What is it? A cash incentive scheme. Buyers of new cars would get a cash rebate against the purchase of a new model, if they scrapped their old one.
Who’s doing it? Austria, France, Germany, Greece, Italy, Portugal, Romania and Spain. In general, up to 2500 Euros are offered against the purchase of a ‘green’ new car, if one older than 10 years is scrapped.
Has it been successful? New car sales in Germany rose by 21 percent last month. Similar successes have been seen in other European countries, too. Here, the SMMT says it could add 250,000 sales in an 18-month period.
What’s this green element? Cars will have to emit below a certain target CO2 emissions figure. Car Dealer Magazine reckons it would probably be 140g/km, though the Government could be bold and say it would be 120g/km.
Which cars would it incentivise? Smaller, more economical cars, such as Ford Fiestas and Renault Clios. Such is the demand for superminis, Renault’s actually just had to boost Clio production by 10 percent. Ford’s Fiesta factory is working flat-out, too. 88 percent of people surveyed said they’d use it to buy a car costing up to £10k.

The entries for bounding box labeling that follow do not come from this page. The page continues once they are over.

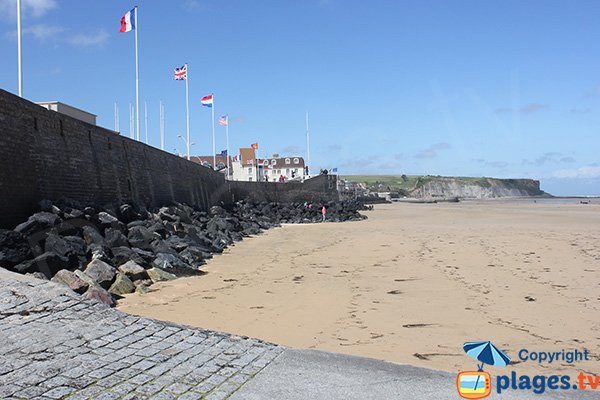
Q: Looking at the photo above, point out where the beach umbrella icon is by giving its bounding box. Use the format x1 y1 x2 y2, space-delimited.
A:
463 341 510 371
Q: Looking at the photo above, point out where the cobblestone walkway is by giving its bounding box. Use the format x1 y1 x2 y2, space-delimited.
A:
0 270 283 400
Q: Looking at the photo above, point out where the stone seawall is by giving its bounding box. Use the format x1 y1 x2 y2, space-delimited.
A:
0 90 337 228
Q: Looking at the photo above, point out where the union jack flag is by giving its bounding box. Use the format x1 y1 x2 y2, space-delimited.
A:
173 64 187 81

Is it popular with customers? A recent SMMT survey showed that 61 percent of people would like to take up the offer. More generally, two-thirds of respondents agreed with the idea of taking old cars off the road and incentivising their replacement with green new ones.
How would it work? Customers would take their car to an official vehicle dismantler, and get a scrappage certificate to confirm the vehicle has been ecologically taken off the road.
Would it just be new cars? No. The scheme would extend to nearly-new cars too, probably up to a year or 18 months old, which also came in under a key CO2 figure. The scheme would also include LCVs.
How much would it cost me? It would cost you nothing. The Government would finance the rebate, and handle this separately from any transactions you made. This means you could still incentivise sales to customers, thus offering them independent savings, too. The Government would recoup the money of the scheme in increased VAT returns.